Except when they aren’t. Which is to say that conservatives seem to forget all about these problems when it comes to the military and law enforcement.
There are some bad people in our society, bad actors, who lie, cheat, rob, rape, and kill, and we need to protect our society from them. So we create a system of justice, with police departments and prosecutors and courts and prisons, and we give it money and special powers to investigate crimes and punish offenders. But there’s a problem — one that I’ve started to think of as the fundamental problem of policing — which is that the people to whom we give this power are chosen from the same pool of humanity which produces the criminals. We thus face the challenge of designing a system of justice that will protect us from bad people even though parts of it will, at times, be run by bad people.
It’s not just the very bad people, however. The theory tends to assume that most people will behave selfishly most of the time, and there isn’t a whole lot of evidence that it’s wrong. This points to what I guess could be called the fundamental problem of government: What’s the best way to build a government given that its officials and functionaries are drawn from the same pool of humanity they are governing? I don’t have a precise answer, but I’m pretty sure that giving them gobs of power with little accountability is a bad idea.
That’s what I was thinking when I read Andrew Cohen’s column — that this was about policy and trust, not a formal legal presumption — and I’m pretty sure it was what Radley Balko had in mind as well. I thought that’s what Cohen and Gideon had in mind too, but now that I’ve read Scott’s post, I’m not so sure.
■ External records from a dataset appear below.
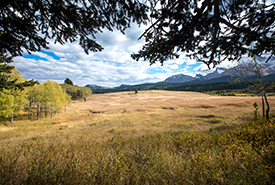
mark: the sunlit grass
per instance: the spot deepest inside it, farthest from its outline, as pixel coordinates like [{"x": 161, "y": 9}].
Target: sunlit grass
[{"x": 121, "y": 138}]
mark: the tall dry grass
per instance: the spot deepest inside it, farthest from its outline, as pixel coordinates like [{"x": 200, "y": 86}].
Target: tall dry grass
[{"x": 153, "y": 137}]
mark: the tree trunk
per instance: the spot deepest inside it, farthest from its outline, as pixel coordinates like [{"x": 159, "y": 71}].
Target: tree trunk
[
  {"x": 38, "y": 111},
  {"x": 11, "y": 118},
  {"x": 29, "y": 110},
  {"x": 267, "y": 107},
  {"x": 263, "y": 105}
]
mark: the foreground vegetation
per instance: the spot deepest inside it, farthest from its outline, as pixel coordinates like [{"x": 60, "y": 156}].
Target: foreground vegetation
[
  {"x": 244, "y": 155},
  {"x": 173, "y": 139}
]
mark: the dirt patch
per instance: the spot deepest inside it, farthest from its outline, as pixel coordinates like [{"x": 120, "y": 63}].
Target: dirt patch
[
  {"x": 207, "y": 116},
  {"x": 169, "y": 108}
]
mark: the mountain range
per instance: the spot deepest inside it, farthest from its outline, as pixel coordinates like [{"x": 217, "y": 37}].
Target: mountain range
[{"x": 218, "y": 76}]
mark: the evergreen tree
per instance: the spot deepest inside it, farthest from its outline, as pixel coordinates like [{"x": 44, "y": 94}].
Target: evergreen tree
[
  {"x": 68, "y": 81},
  {"x": 209, "y": 31}
]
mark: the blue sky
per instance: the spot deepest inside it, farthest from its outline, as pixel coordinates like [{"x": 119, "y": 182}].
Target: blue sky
[{"x": 111, "y": 67}]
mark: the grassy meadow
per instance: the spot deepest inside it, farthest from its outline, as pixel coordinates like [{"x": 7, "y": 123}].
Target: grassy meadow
[{"x": 152, "y": 137}]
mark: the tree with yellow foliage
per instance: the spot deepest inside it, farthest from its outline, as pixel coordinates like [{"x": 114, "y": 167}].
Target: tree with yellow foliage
[{"x": 12, "y": 101}]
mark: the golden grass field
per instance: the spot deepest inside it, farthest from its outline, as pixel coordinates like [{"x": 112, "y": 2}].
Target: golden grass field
[
  {"x": 152, "y": 137},
  {"x": 128, "y": 114}
]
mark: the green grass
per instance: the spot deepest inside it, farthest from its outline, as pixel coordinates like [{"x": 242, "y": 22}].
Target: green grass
[{"x": 241, "y": 155}]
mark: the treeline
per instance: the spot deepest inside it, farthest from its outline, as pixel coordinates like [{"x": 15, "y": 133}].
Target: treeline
[
  {"x": 48, "y": 98},
  {"x": 75, "y": 91},
  {"x": 39, "y": 101}
]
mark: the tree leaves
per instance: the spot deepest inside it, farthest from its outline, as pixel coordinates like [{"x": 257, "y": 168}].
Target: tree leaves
[{"x": 210, "y": 31}]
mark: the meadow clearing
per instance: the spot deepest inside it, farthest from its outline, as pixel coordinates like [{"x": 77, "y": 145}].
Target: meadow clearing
[{"x": 161, "y": 137}]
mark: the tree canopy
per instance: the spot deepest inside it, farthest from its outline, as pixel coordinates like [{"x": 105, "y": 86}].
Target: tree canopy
[
  {"x": 6, "y": 82},
  {"x": 29, "y": 24},
  {"x": 68, "y": 81},
  {"x": 209, "y": 31}
]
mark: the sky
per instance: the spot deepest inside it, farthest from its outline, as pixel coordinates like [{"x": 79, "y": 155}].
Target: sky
[{"x": 109, "y": 68}]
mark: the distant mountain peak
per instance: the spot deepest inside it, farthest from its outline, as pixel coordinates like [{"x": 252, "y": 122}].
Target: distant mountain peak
[
  {"x": 198, "y": 76},
  {"x": 220, "y": 70},
  {"x": 92, "y": 87}
]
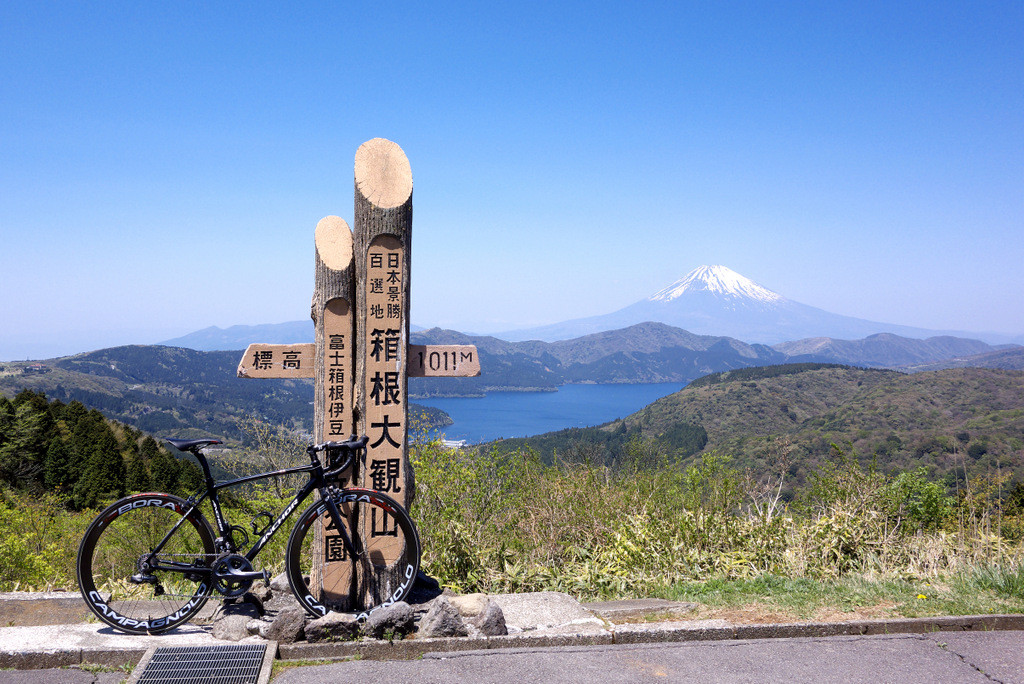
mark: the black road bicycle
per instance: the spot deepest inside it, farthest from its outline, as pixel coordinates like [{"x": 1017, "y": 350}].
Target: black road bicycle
[{"x": 150, "y": 561}]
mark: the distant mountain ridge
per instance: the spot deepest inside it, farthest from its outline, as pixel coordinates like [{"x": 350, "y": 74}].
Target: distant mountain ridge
[
  {"x": 717, "y": 300},
  {"x": 240, "y": 337},
  {"x": 656, "y": 352}
]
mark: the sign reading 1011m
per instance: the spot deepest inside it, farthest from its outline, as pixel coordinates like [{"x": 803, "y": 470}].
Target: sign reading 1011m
[{"x": 296, "y": 360}]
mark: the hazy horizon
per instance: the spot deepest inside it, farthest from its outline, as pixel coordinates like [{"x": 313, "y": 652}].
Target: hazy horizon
[{"x": 164, "y": 167}]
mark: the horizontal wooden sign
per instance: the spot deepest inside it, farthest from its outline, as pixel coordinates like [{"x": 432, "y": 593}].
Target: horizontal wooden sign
[
  {"x": 278, "y": 360},
  {"x": 443, "y": 360},
  {"x": 296, "y": 360}
]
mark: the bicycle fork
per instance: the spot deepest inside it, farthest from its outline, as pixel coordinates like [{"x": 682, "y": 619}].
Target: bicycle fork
[{"x": 339, "y": 524}]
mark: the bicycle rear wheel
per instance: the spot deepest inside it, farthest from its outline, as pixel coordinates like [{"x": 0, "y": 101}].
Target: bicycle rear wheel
[
  {"x": 324, "y": 575},
  {"x": 112, "y": 552}
]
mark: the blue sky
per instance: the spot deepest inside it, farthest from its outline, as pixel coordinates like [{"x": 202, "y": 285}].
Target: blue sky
[{"x": 162, "y": 168}]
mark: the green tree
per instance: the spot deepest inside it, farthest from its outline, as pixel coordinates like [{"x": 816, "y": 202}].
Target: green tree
[
  {"x": 104, "y": 473},
  {"x": 137, "y": 478},
  {"x": 59, "y": 472},
  {"x": 164, "y": 471},
  {"x": 24, "y": 450}
]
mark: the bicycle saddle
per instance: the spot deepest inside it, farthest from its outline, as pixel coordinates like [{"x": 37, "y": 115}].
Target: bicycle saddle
[{"x": 190, "y": 444}]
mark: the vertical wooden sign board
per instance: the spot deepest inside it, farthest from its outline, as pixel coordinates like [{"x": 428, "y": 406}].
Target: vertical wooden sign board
[
  {"x": 383, "y": 234},
  {"x": 333, "y": 382}
]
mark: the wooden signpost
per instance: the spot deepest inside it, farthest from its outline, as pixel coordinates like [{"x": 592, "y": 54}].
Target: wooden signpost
[{"x": 361, "y": 358}]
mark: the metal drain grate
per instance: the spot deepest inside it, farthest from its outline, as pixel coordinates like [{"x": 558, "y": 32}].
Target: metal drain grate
[{"x": 204, "y": 665}]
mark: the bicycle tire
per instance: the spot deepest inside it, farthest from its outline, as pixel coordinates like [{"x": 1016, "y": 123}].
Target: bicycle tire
[
  {"x": 383, "y": 574},
  {"x": 110, "y": 553}
]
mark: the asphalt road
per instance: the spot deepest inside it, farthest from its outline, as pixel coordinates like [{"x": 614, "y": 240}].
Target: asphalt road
[{"x": 945, "y": 656}]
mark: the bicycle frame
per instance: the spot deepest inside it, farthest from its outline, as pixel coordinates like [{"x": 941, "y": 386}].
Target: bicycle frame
[{"x": 224, "y": 542}]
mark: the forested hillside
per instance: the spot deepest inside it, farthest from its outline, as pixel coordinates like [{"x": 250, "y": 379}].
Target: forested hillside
[
  {"x": 78, "y": 454},
  {"x": 173, "y": 392}
]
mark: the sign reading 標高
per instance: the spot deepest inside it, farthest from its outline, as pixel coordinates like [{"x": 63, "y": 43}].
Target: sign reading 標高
[{"x": 361, "y": 358}]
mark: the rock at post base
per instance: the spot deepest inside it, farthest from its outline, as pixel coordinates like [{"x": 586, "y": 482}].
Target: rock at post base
[
  {"x": 333, "y": 627},
  {"x": 287, "y": 627},
  {"x": 491, "y": 622},
  {"x": 396, "y": 621},
  {"x": 442, "y": 620},
  {"x": 230, "y": 622}
]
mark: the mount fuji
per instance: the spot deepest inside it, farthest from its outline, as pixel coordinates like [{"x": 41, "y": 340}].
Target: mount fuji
[{"x": 717, "y": 300}]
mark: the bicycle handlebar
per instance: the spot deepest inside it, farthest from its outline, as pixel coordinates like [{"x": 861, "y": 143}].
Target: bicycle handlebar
[{"x": 345, "y": 450}]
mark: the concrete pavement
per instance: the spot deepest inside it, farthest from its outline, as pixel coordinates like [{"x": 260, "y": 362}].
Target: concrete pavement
[
  {"x": 950, "y": 658},
  {"x": 536, "y": 622}
]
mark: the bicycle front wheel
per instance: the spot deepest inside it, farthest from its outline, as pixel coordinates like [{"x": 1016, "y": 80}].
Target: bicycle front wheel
[
  {"x": 325, "y": 576},
  {"x": 117, "y": 585}
]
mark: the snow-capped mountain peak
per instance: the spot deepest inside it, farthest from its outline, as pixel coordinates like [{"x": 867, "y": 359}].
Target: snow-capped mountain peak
[{"x": 719, "y": 281}]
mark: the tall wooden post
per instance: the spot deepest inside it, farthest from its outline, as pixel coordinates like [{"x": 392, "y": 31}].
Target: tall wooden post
[
  {"x": 383, "y": 234},
  {"x": 360, "y": 364},
  {"x": 383, "y": 251},
  {"x": 333, "y": 382}
]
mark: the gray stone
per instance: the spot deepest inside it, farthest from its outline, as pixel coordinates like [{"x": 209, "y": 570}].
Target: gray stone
[
  {"x": 333, "y": 627},
  {"x": 280, "y": 585},
  {"x": 442, "y": 620},
  {"x": 491, "y": 622},
  {"x": 261, "y": 591},
  {"x": 287, "y": 627},
  {"x": 425, "y": 589},
  {"x": 470, "y": 605},
  {"x": 394, "y": 621},
  {"x": 230, "y": 622},
  {"x": 230, "y": 628}
]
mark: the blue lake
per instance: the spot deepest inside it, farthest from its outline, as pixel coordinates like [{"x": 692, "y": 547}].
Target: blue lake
[{"x": 522, "y": 414}]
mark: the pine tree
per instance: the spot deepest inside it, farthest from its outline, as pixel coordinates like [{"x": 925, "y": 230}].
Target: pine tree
[
  {"x": 104, "y": 473},
  {"x": 137, "y": 478},
  {"x": 164, "y": 471},
  {"x": 59, "y": 473}
]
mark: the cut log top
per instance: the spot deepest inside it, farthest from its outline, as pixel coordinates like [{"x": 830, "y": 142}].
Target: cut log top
[
  {"x": 334, "y": 243},
  {"x": 383, "y": 175}
]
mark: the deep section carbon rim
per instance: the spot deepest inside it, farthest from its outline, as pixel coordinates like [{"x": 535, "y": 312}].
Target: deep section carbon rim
[
  {"x": 122, "y": 536},
  {"x": 383, "y": 573}
]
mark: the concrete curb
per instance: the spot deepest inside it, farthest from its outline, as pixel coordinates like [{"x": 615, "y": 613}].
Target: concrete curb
[
  {"x": 648, "y": 633},
  {"x": 543, "y": 620}
]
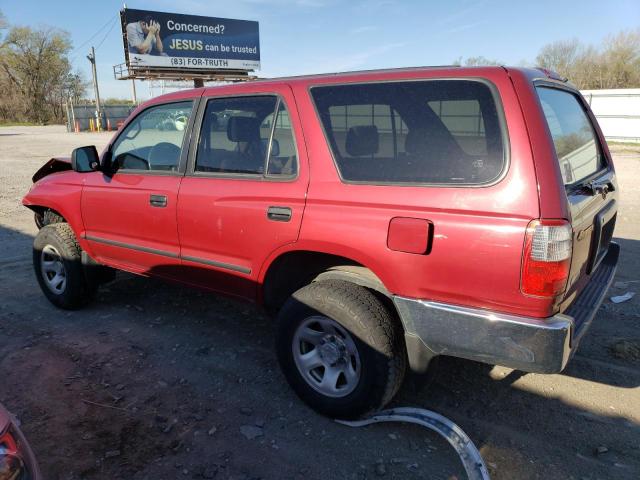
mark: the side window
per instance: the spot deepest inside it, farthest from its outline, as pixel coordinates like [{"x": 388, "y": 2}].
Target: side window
[
  {"x": 463, "y": 118},
  {"x": 283, "y": 159},
  {"x": 238, "y": 133},
  {"x": 153, "y": 140},
  {"x": 388, "y": 123},
  {"x": 415, "y": 132},
  {"x": 574, "y": 140}
]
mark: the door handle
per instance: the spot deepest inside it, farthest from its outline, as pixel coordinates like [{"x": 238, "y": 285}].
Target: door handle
[
  {"x": 279, "y": 214},
  {"x": 158, "y": 200}
]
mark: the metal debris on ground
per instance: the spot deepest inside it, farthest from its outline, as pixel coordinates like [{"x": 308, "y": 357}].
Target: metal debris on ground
[
  {"x": 469, "y": 455},
  {"x": 623, "y": 298}
]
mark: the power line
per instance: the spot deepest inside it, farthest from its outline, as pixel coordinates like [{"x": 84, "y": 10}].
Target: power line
[
  {"x": 96, "y": 33},
  {"x": 107, "y": 34}
]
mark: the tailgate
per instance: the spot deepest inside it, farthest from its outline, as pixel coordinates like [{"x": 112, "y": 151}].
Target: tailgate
[{"x": 589, "y": 180}]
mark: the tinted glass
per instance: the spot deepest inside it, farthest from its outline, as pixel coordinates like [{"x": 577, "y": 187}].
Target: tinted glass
[
  {"x": 153, "y": 140},
  {"x": 439, "y": 131},
  {"x": 283, "y": 159},
  {"x": 575, "y": 141},
  {"x": 238, "y": 133}
]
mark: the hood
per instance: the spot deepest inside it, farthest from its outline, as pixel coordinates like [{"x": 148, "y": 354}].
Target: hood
[{"x": 56, "y": 164}]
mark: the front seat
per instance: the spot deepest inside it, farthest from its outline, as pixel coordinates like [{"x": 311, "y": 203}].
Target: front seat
[{"x": 164, "y": 156}]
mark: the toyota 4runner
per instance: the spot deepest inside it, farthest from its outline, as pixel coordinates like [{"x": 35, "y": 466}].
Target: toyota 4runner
[{"x": 384, "y": 217}]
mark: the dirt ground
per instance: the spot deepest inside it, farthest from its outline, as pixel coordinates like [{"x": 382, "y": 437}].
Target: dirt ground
[{"x": 155, "y": 381}]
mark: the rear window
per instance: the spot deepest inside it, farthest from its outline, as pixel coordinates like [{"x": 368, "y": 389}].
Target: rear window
[
  {"x": 574, "y": 140},
  {"x": 424, "y": 132}
]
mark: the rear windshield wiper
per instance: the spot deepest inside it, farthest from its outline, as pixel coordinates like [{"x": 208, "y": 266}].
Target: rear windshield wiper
[{"x": 595, "y": 188}]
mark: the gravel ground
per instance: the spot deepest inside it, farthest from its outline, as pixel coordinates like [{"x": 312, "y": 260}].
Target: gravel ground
[{"x": 155, "y": 381}]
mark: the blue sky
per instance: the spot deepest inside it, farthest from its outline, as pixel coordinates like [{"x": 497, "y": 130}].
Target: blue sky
[{"x": 315, "y": 36}]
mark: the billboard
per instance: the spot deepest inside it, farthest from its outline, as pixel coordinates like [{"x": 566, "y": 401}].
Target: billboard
[{"x": 157, "y": 40}]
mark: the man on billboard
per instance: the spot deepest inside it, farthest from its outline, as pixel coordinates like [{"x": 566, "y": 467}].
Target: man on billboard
[{"x": 144, "y": 37}]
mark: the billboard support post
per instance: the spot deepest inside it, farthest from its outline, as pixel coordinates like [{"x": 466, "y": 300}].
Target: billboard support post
[{"x": 92, "y": 58}]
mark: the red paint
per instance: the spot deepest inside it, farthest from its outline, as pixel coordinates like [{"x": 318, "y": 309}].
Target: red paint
[
  {"x": 478, "y": 233},
  {"x": 409, "y": 235}
]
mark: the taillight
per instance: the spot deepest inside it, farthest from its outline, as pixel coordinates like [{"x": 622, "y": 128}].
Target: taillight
[
  {"x": 12, "y": 465},
  {"x": 547, "y": 258}
]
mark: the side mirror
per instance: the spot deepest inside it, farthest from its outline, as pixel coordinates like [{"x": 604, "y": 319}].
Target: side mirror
[{"x": 85, "y": 159}]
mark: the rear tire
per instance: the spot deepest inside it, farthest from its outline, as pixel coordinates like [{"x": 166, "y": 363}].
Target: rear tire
[
  {"x": 340, "y": 349},
  {"x": 58, "y": 267}
]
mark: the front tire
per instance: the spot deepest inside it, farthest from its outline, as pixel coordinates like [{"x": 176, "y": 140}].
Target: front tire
[
  {"x": 340, "y": 349},
  {"x": 58, "y": 267}
]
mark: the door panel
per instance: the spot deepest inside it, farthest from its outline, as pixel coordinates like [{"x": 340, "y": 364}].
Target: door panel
[
  {"x": 124, "y": 226},
  {"x": 233, "y": 212},
  {"x": 130, "y": 215}
]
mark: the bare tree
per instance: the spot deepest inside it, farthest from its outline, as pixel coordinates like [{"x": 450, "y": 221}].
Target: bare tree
[
  {"x": 615, "y": 65},
  {"x": 35, "y": 68},
  {"x": 621, "y": 56}
]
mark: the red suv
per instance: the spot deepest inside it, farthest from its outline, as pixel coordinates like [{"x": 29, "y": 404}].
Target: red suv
[{"x": 385, "y": 217}]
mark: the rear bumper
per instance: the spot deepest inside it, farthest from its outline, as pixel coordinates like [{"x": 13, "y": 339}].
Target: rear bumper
[{"x": 542, "y": 345}]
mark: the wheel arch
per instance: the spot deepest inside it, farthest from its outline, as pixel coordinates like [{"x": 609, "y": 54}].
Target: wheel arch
[{"x": 293, "y": 269}]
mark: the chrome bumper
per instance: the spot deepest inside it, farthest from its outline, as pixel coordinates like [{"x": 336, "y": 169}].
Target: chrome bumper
[{"x": 542, "y": 345}]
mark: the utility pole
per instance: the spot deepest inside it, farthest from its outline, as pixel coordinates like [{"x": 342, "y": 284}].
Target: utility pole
[{"x": 92, "y": 58}]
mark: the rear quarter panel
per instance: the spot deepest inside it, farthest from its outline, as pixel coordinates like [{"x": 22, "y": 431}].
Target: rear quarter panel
[{"x": 478, "y": 231}]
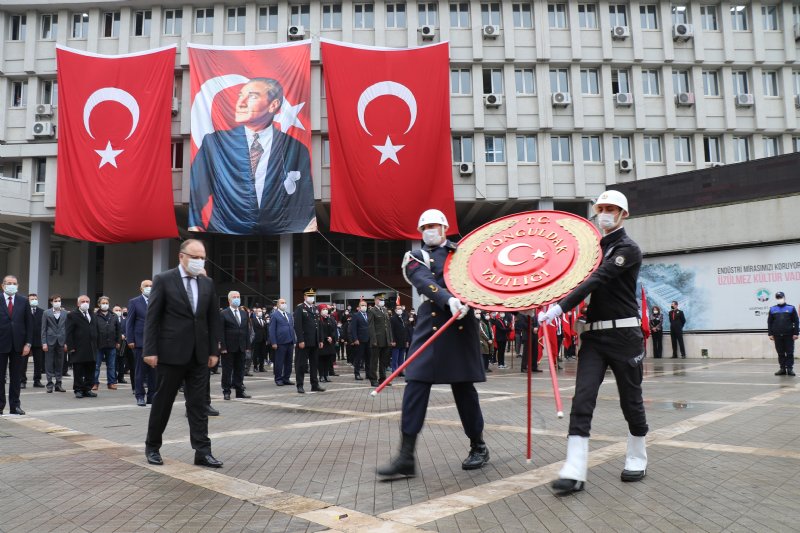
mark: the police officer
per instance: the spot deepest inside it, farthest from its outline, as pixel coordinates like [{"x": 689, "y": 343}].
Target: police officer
[
  {"x": 782, "y": 328},
  {"x": 613, "y": 338},
  {"x": 453, "y": 358}
]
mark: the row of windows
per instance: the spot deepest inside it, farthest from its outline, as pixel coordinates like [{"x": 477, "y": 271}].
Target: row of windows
[{"x": 395, "y": 17}]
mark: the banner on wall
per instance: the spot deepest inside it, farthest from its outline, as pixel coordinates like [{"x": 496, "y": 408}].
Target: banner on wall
[
  {"x": 251, "y": 140},
  {"x": 726, "y": 290}
]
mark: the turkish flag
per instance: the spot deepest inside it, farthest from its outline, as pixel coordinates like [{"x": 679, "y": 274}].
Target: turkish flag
[
  {"x": 114, "y": 161},
  {"x": 389, "y": 127}
]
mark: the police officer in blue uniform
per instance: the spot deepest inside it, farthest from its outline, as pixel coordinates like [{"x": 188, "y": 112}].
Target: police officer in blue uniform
[
  {"x": 782, "y": 328},
  {"x": 454, "y": 358}
]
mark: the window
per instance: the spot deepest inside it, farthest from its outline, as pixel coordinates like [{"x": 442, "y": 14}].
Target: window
[
  {"x": 769, "y": 17},
  {"x": 770, "y": 82},
  {"x": 652, "y": 149},
  {"x": 522, "y": 13},
  {"x": 141, "y": 23},
  {"x": 587, "y": 16},
  {"x": 18, "y": 27},
  {"x": 332, "y": 16},
  {"x": 235, "y": 20},
  {"x": 711, "y": 149},
  {"x": 459, "y": 14},
  {"x": 495, "y": 148},
  {"x": 648, "y": 16},
  {"x": 683, "y": 149},
  {"x": 525, "y": 81},
  {"x": 710, "y": 83},
  {"x": 559, "y": 148},
  {"x": 462, "y": 149},
  {"x": 492, "y": 81},
  {"x": 526, "y": 148},
  {"x": 740, "y": 84},
  {"x": 559, "y": 80},
  {"x": 591, "y": 149},
  {"x": 557, "y": 16},
  {"x": 173, "y": 20},
  {"x": 622, "y": 147},
  {"x": 111, "y": 24},
  {"x": 739, "y": 18},
  {"x": 741, "y": 149},
  {"x": 428, "y": 13},
  {"x": 19, "y": 93},
  {"x": 204, "y": 20},
  {"x": 461, "y": 81},
  {"x": 650, "y": 85},
  {"x": 396, "y": 15},
  {"x": 708, "y": 18},
  {"x": 618, "y": 15},
  {"x": 590, "y": 81},
  {"x": 268, "y": 18},
  {"x": 49, "y": 28}
]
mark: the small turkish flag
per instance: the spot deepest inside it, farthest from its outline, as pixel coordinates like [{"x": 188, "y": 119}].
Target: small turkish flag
[
  {"x": 114, "y": 161},
  {"x": 389, "y": 125}
]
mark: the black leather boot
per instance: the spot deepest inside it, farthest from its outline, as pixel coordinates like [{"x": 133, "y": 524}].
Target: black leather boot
[{"x": 403, "y": 465}]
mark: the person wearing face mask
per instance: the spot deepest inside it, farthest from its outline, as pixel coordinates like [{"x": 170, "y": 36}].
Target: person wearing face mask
[
  {"x": 454, "y": 358},
  {"x": 613, "y": 338},
  {"x": 782, "y": 328},
  {"x": 143, "y": 376},
  {"x": 16, "y": 339}
]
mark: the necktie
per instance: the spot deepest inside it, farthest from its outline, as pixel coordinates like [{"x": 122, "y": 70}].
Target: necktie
[{"x": 256, "y": 151}]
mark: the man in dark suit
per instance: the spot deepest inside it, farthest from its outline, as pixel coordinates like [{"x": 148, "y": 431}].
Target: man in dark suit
[
  {"x": 253, "y": 178},
  {"x": 180, "y": 342},
  {"x": 16, "y": 339},
  {"x": 82, "y": 347},
  {"x": 283, "y": 338},
  {"x": 144, "y": 375},
  {"x": 235, "y": 340}
]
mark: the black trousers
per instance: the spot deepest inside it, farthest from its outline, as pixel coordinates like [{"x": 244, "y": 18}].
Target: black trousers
[
  {"x": 194, "y": 377},
  {"x": 415, "y": 405},
  {"x": 620, "y": 349},
  {"x": 784, "y": 345}
]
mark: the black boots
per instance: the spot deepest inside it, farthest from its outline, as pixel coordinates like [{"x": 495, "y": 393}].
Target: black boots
[
  {"x": 403, "y": 464},
  {"x": 478, "y": 454}
]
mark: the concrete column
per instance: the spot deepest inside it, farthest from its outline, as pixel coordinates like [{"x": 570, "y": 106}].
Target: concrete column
[{"x": 40, "y": 260}]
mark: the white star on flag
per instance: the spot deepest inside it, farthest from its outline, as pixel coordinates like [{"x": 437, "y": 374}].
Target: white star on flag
[
  {"x": 389, "y": 150},
  {"x": 108, "y": 155}
]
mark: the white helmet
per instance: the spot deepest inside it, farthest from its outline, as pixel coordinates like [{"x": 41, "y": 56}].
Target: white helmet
[
  {"x": 612, "y": 197},
  {"x": 432, "y": 216}
]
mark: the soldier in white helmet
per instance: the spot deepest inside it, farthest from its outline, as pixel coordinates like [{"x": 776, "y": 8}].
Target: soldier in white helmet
[
  {"x": 613, "y": 338},
  {"x": 454, "y": 358}
]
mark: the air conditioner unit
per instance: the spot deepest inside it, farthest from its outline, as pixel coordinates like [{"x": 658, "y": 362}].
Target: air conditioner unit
[
  {"x": 44, "y": 128},
  {"x": 623, "y": 99},
  {"x": 620, "y": 33},
  {"x": 428, "y": 32},
  {"x": 684, "y": 99},
  {"x": 492, "y": 100},
  {"x": 491, "y": 31},
  {"x": 682, "y": 32},
  {"x": 44, "y": 110},
  {"x": 561, "y": 99},
  {"x": 745, "y": 100},
  {"x": 625, "y": 165},
  {"x": 296, "y": 32}
]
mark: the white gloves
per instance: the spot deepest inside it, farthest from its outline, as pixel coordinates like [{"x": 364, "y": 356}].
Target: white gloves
[
  {"x": 551, "y": 314},
  {"x": 457, "y": 308}
]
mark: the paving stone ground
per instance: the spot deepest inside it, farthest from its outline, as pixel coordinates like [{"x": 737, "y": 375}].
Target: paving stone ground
[{"x": 724, "y": 455}]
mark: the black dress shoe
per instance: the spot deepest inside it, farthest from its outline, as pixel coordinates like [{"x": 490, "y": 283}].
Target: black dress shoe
[
  {"x": 207, "y": 460},
  {"x": 153, "y": 457}
]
Frankly though, I’m not so sure what Scott has in mind either, because bits like this don’t sound like he’s talking solely about the legal issues:
We tend to favor survival, and that relies on bridges not falling down and traffic signals that prevent the selfish jerk in the Esplanade from t-boning the Prius. We go to sleep at night because we believe the police are out there preventing some really bad dude from breaking into our homes and slitting our throats.
Trust is a valuable thing to have, because it saves us a lot of trouble. You only have to look at a few broken-down third world countries to see what happens when nobody can really trust anyone else. But it’s something that has to be built up and maintained. You can’t just make policy founded on the hope that everyone can be trusted to act in good faith.
There is nothing wrong with the presumption of good faith, and our nation would cease to function without it. What is wrong, and deeply wrong, is that those empowered to decide whether the presumption is rebutted lack the fortitude to serve the public, honor the Constitution and protect society.
In other words, we’re trusting too much that those who are “empowered to decide” will act in good faith.